Aujourd'hui (le 3 mars) est "Hina matsuri" (la fête des poupées). Mes poupées d'impératrice (Hina) sont finalement arrivées chez moi. Ces poupées sont exposées chaque année (à partir de début février jusque début mars) chez mes parents. Comme ma mère a vieilli, moi aussi, j'ai décidé d'exposer ces poupées chez moi. Cependant, mon appartement est petit. Quand j'étais jeune, ma mère et moi exposions environ dix fois plus de poupées. Ma mère le faisait presque toute seul.
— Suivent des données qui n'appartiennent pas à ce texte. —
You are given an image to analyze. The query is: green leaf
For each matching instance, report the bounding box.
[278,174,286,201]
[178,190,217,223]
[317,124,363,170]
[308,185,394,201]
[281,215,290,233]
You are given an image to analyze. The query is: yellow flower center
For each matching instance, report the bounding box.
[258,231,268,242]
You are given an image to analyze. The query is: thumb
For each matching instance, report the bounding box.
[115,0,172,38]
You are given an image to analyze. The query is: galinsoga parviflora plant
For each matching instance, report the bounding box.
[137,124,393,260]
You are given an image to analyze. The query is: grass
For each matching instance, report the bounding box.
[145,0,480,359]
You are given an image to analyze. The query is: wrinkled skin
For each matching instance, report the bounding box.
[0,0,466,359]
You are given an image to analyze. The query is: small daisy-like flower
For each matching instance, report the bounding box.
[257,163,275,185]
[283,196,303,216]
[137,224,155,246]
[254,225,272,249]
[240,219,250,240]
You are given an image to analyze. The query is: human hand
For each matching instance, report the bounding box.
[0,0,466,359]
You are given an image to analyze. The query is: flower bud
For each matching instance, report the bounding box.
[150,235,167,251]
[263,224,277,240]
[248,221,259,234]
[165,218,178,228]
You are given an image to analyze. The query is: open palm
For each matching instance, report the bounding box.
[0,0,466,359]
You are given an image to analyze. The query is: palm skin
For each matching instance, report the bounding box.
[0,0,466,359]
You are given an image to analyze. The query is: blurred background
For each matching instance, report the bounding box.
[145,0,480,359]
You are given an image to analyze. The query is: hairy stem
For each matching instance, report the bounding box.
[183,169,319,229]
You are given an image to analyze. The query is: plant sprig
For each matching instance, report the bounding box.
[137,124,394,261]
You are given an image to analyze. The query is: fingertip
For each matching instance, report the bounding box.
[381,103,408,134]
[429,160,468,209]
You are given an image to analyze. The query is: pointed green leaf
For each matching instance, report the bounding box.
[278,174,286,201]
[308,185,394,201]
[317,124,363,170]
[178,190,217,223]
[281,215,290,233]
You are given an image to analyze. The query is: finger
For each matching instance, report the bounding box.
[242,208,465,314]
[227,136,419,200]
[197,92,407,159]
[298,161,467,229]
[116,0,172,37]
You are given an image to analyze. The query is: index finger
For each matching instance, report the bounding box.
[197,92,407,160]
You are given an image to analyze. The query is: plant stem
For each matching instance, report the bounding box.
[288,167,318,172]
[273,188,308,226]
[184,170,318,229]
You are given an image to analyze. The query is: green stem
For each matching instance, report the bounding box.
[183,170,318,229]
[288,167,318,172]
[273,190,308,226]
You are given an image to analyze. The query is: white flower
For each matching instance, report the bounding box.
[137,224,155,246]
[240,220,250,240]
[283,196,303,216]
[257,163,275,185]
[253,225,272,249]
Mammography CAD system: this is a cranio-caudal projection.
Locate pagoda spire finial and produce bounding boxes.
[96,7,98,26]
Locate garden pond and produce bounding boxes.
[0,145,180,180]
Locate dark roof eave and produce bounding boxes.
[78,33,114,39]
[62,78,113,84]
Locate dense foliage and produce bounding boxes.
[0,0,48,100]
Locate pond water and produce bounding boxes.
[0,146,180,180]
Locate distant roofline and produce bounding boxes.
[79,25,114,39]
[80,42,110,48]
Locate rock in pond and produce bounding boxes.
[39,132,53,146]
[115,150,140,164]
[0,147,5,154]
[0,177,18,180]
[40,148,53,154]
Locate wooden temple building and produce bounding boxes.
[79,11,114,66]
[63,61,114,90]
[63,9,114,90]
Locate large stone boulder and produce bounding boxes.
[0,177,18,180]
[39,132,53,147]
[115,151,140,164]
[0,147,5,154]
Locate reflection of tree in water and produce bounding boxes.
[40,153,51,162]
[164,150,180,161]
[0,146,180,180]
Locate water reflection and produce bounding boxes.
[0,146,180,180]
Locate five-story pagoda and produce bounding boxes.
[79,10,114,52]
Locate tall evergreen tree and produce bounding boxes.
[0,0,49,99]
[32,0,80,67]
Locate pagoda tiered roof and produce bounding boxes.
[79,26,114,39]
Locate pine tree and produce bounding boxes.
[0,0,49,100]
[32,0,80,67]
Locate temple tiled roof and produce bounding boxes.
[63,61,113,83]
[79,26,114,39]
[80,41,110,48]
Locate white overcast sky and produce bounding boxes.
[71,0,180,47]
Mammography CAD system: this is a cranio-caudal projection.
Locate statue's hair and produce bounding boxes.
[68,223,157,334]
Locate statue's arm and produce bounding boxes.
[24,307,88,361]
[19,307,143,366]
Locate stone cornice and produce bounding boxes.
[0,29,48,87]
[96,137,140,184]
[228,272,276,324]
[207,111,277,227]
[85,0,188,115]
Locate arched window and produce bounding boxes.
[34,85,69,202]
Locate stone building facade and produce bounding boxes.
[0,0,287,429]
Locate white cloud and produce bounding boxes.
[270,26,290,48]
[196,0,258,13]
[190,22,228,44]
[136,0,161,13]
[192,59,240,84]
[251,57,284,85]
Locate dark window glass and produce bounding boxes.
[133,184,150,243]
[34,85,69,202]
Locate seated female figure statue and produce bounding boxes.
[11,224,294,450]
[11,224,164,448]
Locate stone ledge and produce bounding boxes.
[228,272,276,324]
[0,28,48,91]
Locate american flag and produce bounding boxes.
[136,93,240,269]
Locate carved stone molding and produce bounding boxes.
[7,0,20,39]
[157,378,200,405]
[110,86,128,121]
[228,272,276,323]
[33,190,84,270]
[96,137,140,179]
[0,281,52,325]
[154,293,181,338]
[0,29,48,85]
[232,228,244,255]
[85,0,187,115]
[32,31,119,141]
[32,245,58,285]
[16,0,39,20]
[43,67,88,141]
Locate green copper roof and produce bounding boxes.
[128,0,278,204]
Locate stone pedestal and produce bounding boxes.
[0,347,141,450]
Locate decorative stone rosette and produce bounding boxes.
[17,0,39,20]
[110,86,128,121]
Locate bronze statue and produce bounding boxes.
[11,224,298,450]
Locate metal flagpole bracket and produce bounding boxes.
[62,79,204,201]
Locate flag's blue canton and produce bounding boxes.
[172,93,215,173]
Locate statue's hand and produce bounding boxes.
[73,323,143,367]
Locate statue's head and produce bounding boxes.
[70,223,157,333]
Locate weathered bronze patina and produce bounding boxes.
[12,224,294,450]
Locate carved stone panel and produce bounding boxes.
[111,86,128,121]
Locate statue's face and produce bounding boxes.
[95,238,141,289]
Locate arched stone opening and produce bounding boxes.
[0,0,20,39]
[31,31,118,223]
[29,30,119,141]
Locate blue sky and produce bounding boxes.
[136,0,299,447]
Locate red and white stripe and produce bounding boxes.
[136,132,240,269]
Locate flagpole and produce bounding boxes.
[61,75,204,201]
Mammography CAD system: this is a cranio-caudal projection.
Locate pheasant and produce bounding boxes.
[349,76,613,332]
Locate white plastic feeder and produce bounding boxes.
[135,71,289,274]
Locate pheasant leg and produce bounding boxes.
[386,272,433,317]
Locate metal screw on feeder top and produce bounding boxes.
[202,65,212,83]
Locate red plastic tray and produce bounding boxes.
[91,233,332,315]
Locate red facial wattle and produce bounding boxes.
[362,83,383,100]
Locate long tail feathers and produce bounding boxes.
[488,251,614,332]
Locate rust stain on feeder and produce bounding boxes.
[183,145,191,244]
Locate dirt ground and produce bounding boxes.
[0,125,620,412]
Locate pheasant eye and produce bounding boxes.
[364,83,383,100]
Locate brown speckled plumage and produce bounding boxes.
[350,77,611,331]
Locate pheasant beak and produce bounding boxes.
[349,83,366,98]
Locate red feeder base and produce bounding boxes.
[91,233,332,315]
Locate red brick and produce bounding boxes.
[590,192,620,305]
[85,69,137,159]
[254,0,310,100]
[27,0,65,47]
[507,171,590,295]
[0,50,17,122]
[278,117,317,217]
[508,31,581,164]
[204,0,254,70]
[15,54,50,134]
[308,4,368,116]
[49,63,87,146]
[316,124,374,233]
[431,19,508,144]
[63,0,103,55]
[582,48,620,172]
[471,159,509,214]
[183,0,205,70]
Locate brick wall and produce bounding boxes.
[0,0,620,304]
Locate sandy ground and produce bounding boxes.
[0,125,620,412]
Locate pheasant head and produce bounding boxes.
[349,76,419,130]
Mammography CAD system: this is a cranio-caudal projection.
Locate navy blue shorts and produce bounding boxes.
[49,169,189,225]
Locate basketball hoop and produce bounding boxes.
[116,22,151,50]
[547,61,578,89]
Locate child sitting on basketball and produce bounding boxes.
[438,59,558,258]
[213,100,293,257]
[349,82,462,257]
Cette fois-ci, en exposant ces poupées avec ma mère, on parlait de ma grand-mère (côté maternel). Parce que ma grand-mère a acheté ces poupées pour moi. Ma grand-mère est morte en 2012, lorsqu'elle avait 102 ans. L'éspérance de vie est longue au Japon, je pense qu'il y a peu de gens vivants jusqu'à cent ans en dehors au du Japon. Elle m'asouvent raconté des événements qui lui étaient arrivés pendant la guerre, par exemple elle a mangé les racines des patates douces. Mais elle ne m'a jamais parlé de son frère aîné qui s'était suicidé. Ma mère a quelquefois directement entendu cette histoire par ma grand-mère. Ce frère n'a pas écrit de lettre d'adieu, la famille de ma grand-mère et sa famille n'ont jamais su pourquoi il s'était suicidé. Ma grand-mère supposait que son frère aîné avait mis de l'argent de côté, et avec la dévaluation du Yen qui s'était accompagnée d'une réforme agraire appliqué par le gouvernement, il était très choqué. Son suicide a été un grand chagrin pour sa famille. Des gens qui étaient proches de lui se demandent pourquoi il n'a pas parle de ses soucis. Quoi qu'il en soit, ceci reste encore un mystère.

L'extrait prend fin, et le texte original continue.